Di certo c’è urgente bisogno di una strategia di crescita. Il nostro Paese pur essendo tornato a crescere affronta una crescita lenta che fatica a superare l’1%, anche in questo 2024 in cui gli sforzi sul Pnrr sono al massimo e sussiste ancora un’ottima spinta da parte del Superbonus. In questo contesto Giorgetti mira a far approvare a fine settembre al Parlamento un documento di circa trenta pagine in cui sono illustrate misure strutturali sulle quali impegnarsi, a partire dalla maggioranza. I tecnici di via XX Settembre ribadiscono comunque a Bruxelles che la strategia di crescita non dipende solo dai calcoli ministeriali. La Commissione, a sua volta, “raccomanda” all’Italia di finanziare anche gli sgravi sul lavoro aggiornando i valori catastali; creare una maggiore concorrenza nelle professioni e nel commercio al dettaglio; studiare una strategia contro il declino demografico. Tutti elementi il cui compimento non si esaurisce per l’appunto con l’inserimento tecnico all’interno di un formulario ministeriale da destinare all’Unione europea.

Infine fumata bianca, peraltro unanime, per Raffaele Fitto, indicato come candidato italiano per il ruolo di Commissario europeo chiamato a rappresentare l’Italia. Si attende la ratifica europea ma a meno di clamorosi colpi di scena Fitto prenderà il posto di Paolo Gentiloni (che fu nominato dal governo Conte bis come frutto dell’accordo politico con il Pd), e durerà in carica per cinque anni. “Sono pronto a dare il mio contributo per raggiungere gli obiettivi che ci poniamo”, è stato il primo commento di Fitto.

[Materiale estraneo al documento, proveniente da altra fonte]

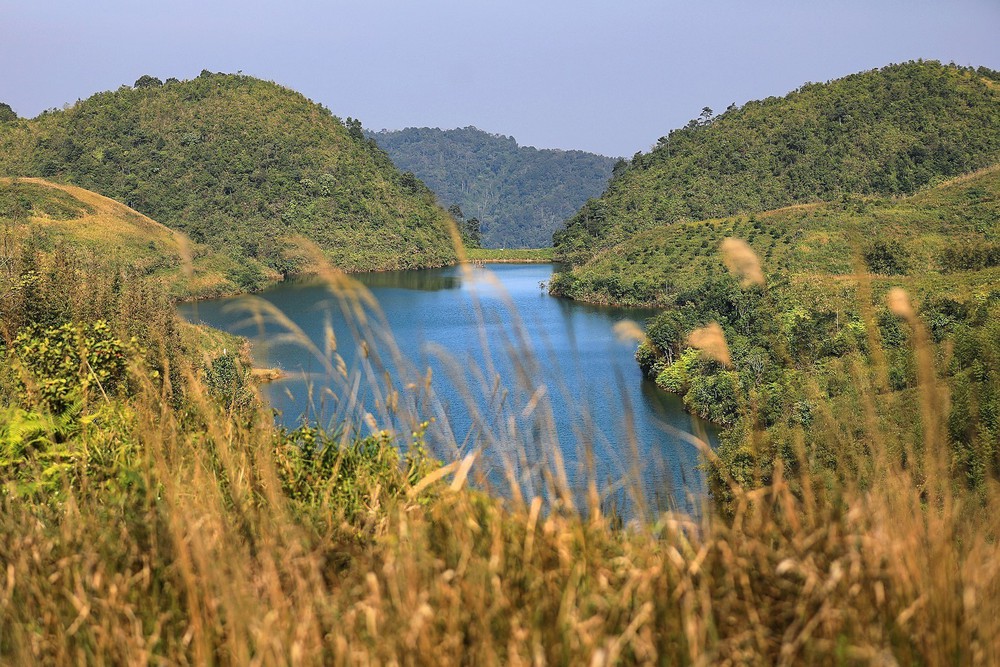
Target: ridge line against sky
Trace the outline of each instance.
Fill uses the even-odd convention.
[[[628,157],[704,106],[807,81],[918,58],[1000,69],[997,34],[997,0],[0,0],[0,102],[33,117],[142,74],[242,71],[371,130]]]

“È una scelta dolorosa per me, credo anche per lui, e per il governo, ma è una scelta necessaria”, ha affermato Giorgia Meloni, illustrando la designazione di Raffaele Fitto in Cdm, auspicando nel contempo un atteggiamento di responsabilità da parte di tutte le forze politiche a favore del Paese Italia, superando ogni divisione per mettere al primo posto gli interessi nazionali da difendere a Bruxelles. La partita a Bruxelles non è chiusa ma il governo italiano insiste inoltre per una vicepresidenza esecutiva, in quanto “nazione fondatrice, seconda manifattura e terza economia europea, terzo Stato membro per popolazione, con primati in tantissimi campi”. Infine, sottolineano da Palazzo Chigi, il nostro Paese “oggi può contare anche su una ritrovata stabilità politica e una solidità economica che pochi altri hanno nel resto d’Europa”.